Menko Polkam Pastikan Negara Hadir dan Kerja Keras Bebaskan Seluruh WNI yang Ditahan Militer Israel
Jenderal TNI (Purn) Djamari Chaniago memastikan negara hadir dan bekerja keras untuk membebaskan seluruh WNI yang saat ini ditahan militer Israel
Penulis:
Gita Irawan
Editor:
Adi Suhendi
Ringkasan Berita:
- Menko Polkam memberi perhatian serius terhadap insiden penahanan WNI oleh militer Israel dalam misi kemanusiaan Global Sumud Flotilla 2.0
- Kemenko Polkam mendorong penguatan koordinasi lintas instansi termasuk menjalin komunikasi melalui negara sahabat dan organisasi internasional
- Ia mengimbau masyarakat agar tetap tenang dengan terus memonitor dan merujuk pada keterangan resmi pemerintah
TRIBUNNEWS.COM, JAKARTA - Menko Polkam Jenderal TNI (Purn) Djamari Chaniago memastikan negara hadir dan bekerja keras untuk membebaskan seluruh WNI yang saat ini ditahan militer Israel.
Karo Humas Datin Brigjen TNI Honi Havana mengatakan Menko Polkam memberi perhatian serius terhadap insiden penahanan WNI oleh militer Israel dalam misi kemanusiaan Global Sumud Flotilla 2.0.

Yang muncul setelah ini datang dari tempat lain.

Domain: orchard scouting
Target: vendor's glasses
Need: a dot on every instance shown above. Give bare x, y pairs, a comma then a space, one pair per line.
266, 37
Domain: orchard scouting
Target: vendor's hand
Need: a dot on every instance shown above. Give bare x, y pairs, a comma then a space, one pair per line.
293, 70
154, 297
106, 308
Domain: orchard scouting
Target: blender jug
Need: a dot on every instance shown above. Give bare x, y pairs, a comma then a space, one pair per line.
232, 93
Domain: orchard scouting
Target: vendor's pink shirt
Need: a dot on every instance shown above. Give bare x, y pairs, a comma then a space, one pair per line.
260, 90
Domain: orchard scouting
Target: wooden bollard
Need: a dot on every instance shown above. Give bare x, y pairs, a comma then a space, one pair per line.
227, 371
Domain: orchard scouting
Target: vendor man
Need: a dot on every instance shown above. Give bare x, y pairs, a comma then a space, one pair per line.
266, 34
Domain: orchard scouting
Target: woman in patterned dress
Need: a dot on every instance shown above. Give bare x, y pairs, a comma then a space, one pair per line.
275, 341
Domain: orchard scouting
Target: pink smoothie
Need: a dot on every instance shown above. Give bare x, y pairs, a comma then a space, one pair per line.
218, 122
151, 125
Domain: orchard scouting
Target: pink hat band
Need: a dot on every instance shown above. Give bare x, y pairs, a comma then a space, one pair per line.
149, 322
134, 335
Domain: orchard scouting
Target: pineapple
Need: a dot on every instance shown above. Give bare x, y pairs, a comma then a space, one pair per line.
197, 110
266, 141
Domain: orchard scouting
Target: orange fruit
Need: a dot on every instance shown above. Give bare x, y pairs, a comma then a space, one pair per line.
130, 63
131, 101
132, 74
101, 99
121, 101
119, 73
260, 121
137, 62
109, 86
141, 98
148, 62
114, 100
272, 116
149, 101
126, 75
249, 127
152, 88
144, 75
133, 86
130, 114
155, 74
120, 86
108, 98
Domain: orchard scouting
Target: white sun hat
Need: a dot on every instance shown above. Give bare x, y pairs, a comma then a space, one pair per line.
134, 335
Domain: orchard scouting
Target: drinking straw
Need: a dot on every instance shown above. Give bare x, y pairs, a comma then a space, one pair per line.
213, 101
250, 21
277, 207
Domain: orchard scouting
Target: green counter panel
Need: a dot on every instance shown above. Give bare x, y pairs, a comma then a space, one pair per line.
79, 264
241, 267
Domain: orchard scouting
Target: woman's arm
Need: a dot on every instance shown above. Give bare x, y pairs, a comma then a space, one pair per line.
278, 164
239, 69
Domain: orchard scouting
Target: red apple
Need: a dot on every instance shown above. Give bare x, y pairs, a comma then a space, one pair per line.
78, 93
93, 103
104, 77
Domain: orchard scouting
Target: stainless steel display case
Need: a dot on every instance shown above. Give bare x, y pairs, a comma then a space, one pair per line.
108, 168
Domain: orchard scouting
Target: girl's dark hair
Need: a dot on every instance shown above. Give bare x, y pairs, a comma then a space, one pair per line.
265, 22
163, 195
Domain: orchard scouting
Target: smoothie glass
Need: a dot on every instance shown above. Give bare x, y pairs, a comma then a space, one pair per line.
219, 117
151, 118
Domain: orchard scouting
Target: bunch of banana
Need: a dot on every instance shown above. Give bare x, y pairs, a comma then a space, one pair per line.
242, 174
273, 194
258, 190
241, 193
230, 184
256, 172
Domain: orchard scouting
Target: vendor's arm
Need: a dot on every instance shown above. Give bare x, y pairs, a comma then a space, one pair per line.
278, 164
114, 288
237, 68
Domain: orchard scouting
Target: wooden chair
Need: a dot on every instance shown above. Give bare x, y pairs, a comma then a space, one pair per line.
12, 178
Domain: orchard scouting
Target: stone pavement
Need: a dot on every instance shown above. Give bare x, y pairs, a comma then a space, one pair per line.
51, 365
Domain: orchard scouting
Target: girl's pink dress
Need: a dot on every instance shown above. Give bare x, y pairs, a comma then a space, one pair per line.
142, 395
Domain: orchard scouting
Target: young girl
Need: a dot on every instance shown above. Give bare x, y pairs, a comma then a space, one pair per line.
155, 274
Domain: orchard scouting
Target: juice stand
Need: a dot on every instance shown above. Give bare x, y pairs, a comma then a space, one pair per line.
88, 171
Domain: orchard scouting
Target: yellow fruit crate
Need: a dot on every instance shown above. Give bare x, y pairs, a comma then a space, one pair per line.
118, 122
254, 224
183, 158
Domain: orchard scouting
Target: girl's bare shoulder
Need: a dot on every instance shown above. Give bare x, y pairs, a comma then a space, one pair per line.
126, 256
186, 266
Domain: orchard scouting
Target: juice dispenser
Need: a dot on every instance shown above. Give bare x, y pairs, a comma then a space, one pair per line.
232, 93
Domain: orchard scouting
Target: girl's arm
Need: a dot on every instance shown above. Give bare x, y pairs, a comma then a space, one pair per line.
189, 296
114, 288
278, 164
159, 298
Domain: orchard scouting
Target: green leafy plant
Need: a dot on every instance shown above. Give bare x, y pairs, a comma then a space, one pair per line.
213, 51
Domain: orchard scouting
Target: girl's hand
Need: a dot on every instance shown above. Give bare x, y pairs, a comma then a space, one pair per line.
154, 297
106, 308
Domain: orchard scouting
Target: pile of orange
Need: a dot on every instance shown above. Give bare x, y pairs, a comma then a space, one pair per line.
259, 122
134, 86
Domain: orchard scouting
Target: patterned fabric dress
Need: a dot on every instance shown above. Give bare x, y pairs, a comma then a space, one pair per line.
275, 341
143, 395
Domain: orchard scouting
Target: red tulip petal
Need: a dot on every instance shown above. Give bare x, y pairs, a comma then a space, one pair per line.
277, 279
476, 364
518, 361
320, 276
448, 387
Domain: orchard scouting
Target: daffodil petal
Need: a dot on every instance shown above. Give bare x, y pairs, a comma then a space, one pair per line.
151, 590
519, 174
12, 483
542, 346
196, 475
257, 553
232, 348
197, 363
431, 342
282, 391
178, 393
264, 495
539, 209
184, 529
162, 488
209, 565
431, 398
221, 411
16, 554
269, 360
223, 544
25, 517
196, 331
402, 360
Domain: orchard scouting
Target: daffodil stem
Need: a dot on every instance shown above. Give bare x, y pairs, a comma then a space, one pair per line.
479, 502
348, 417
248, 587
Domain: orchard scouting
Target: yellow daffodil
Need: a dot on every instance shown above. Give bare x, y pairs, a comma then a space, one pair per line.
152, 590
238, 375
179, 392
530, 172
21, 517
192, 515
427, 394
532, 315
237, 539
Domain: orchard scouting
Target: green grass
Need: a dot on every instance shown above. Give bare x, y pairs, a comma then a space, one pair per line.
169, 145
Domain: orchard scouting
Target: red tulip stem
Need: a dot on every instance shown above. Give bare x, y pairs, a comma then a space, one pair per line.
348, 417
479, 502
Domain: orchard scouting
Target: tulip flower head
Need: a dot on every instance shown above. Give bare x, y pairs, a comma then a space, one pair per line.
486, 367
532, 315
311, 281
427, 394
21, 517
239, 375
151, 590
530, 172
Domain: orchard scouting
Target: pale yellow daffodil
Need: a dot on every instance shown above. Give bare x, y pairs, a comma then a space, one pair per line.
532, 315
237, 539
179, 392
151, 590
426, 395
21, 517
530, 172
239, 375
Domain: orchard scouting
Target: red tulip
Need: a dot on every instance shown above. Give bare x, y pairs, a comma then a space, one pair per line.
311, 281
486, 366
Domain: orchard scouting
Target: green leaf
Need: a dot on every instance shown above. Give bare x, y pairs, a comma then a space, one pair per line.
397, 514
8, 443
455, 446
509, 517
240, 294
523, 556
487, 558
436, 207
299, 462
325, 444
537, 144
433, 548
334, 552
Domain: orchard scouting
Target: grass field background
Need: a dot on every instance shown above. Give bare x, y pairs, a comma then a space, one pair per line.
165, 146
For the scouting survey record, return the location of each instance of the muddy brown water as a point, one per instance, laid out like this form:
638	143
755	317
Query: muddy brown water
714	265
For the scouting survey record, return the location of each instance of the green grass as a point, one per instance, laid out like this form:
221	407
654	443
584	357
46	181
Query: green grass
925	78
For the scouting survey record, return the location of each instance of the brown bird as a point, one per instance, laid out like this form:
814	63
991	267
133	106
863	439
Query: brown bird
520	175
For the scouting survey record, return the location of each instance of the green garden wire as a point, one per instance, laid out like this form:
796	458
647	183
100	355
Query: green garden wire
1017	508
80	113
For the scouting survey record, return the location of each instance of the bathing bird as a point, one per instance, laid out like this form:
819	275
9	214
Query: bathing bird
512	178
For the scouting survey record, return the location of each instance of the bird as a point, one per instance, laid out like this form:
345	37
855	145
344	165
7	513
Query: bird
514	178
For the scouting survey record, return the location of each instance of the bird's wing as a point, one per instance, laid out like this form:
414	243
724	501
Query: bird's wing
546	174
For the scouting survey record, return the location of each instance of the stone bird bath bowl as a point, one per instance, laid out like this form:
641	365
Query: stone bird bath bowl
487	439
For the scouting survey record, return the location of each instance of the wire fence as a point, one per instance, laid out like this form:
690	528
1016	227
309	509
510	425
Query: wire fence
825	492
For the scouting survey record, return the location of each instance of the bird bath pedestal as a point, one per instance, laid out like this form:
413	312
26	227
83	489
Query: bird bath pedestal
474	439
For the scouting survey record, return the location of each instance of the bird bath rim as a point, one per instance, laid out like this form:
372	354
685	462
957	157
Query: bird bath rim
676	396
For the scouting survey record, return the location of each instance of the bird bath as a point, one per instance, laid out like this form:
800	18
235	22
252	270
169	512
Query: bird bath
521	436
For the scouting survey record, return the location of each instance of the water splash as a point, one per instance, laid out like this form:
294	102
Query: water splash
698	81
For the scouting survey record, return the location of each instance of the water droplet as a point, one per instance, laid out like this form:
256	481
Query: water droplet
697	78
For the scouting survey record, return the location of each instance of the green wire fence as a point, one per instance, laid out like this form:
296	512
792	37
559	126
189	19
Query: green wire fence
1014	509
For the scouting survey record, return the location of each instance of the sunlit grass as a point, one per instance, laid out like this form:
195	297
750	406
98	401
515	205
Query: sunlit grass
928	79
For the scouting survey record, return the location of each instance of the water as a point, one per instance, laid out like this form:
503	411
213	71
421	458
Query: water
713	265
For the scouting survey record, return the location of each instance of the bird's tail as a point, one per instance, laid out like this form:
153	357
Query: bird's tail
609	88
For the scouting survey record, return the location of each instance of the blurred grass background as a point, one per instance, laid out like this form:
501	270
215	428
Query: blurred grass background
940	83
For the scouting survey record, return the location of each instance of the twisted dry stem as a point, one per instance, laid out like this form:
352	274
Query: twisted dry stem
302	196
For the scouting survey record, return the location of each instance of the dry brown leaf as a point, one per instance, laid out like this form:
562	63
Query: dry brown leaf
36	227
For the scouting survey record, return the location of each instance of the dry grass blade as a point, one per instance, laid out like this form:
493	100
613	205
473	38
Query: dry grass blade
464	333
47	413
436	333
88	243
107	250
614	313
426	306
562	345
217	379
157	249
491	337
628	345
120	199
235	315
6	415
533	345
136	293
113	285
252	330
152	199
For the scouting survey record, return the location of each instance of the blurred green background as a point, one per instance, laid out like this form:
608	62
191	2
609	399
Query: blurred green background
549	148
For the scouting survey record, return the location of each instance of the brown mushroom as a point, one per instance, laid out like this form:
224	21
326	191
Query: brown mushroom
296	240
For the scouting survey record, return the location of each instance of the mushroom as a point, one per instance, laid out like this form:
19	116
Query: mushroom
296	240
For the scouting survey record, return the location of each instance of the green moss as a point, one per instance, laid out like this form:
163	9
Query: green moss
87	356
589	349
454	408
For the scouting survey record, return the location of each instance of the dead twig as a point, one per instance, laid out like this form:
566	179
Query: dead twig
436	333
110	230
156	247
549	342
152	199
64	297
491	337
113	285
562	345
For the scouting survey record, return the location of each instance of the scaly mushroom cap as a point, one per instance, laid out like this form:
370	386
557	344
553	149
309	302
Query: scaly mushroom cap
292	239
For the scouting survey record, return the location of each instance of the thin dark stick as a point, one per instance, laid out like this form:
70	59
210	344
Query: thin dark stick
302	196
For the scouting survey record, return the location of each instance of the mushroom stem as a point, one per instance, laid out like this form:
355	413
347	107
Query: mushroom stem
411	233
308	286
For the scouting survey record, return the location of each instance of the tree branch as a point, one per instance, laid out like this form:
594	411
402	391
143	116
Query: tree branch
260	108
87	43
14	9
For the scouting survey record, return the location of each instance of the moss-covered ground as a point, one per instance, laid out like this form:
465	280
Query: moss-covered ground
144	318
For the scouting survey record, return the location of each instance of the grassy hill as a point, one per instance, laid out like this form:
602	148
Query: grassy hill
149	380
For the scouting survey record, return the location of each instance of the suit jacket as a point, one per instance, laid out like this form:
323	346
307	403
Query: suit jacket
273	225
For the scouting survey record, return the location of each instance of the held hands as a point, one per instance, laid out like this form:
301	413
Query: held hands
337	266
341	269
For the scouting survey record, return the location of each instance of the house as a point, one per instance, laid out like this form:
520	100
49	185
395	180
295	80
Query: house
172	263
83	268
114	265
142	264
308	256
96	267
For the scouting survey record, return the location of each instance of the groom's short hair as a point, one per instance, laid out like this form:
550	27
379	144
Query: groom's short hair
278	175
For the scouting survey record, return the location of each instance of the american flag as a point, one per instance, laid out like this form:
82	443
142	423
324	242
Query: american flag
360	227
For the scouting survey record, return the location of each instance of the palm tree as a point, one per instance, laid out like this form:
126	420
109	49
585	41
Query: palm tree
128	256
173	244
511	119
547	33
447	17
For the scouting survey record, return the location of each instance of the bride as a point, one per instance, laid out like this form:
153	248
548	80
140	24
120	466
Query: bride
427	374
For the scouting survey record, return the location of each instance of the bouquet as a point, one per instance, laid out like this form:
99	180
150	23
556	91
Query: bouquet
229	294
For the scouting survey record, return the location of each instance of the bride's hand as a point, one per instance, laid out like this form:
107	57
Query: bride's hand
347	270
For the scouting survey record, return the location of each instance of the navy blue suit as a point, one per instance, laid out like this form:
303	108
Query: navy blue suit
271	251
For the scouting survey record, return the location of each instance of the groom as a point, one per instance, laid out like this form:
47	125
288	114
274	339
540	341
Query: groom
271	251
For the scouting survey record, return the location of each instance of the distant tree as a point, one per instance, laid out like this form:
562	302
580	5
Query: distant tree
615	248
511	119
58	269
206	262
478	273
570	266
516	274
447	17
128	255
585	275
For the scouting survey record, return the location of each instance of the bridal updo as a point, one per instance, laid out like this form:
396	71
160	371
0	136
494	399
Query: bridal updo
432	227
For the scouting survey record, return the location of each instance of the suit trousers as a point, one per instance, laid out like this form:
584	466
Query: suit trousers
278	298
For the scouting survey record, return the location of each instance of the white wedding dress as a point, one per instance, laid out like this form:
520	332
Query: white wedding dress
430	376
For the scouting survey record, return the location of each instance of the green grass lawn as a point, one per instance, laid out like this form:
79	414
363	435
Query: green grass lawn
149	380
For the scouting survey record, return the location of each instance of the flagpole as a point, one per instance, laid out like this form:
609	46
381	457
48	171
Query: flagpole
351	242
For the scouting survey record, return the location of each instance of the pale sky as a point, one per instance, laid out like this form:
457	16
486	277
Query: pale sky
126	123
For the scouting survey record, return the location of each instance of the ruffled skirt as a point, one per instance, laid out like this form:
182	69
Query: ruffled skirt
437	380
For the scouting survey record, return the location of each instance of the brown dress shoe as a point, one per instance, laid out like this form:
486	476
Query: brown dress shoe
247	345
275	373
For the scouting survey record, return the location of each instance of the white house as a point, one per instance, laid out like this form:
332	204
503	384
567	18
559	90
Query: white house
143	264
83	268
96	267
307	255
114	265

"Dan memastikan negara hadir serta terus bekerja keras untuk mengupayakan keselamatan dan pembebasan seluruh WNI tersebut," kata Honi saat dikonfirmasi pada Rabu (20/5/2026).
"Pemerintah akan menempuh seluruh jalur diplomatik, hukum, dan komunikasi internasional yang tersedia dengan tetap mengedepankan perlindungan keselamatan WNI, kebebasan pers, serta prinsip-prinsip kemanusiaan," lanjut dia.
Selain itu, kata Honi, Menko Polkam juga mendukung langkah dan pernyataan Menteri Luar Negeri RI bersama negara-negara sahabat yang mengecam pencegatan terhadap Armada Global Sumud Flotilla 2.0 dan penahanan sejumlah personelnya oleh militer Israel.
Baca juga: Jurnalis WNI Diculik di Israel, Ibu Thoudy: 2 Jam usai WA, Dapat Kabar Anaknya Dicegat IDF
Kemenko Polkam, kata dia, juga mendorong penguatan koordinasi lintas instansi termasuk menjalin komunikasi melalui negara sahabat dan organisasi internasional.
Kemenko Polkam, kata Honi, juga mengimbau masyarakat agar tetap tenang dengan terus memonitor dan merujuk pada keterangan resmi pemerintah.
"Negara akan terus memastikan perlindungan dan keselamatan WNI sebagai prioritas utama," kata Honi.
"Komitmen ini juga termasuk didalamnya upaya penyelamatan dan pembebasan 4 WNI yang disandera di perairan Somalia sejak akhir April yang lalu," lanjut dia.
Pemerintah Minta Bantuan Negara Lain
Pemerintah pun meminta bantuan aliansi internasional Board of Peace (BOP) dan sejumlah negara lainnya untuk membebaskan 9 WNI yang ditahan militer Israel.
Menteri Luar Negeri Sugiono mengatakan Kemenlu memanfaatkan jalur diplomatik negara ketiga lantaran Indonesia tidak memiliki hubungan diplomatik resmi dengan Israel.
Baca juga: Menlu Sugiono Sebut Kelompok Bajak Laut Somalia yang Sandera WNI Sudah Dihubungi
Dia mengatakan fokus utama saat ini adalah memastikan keselamatan dan hak-hak dasar para relawan tersebut terpenuhi selama masa penahanan.
Dia juga mengecam keras aksi penahanan yang dilakukan oleh pihak militer Israel.
Menurut dia tindakan tersebut tidak dapat dibenarkan karena para relawan membawa misi kemanusiaan yang murni untuk membantu warga Gaza.
"Dan apa yang dilakukan oleh Israel merupakan suatu hal yang melanggar kemanusiaan," kata Sugiono di Kompleks Parlemen Jakarta.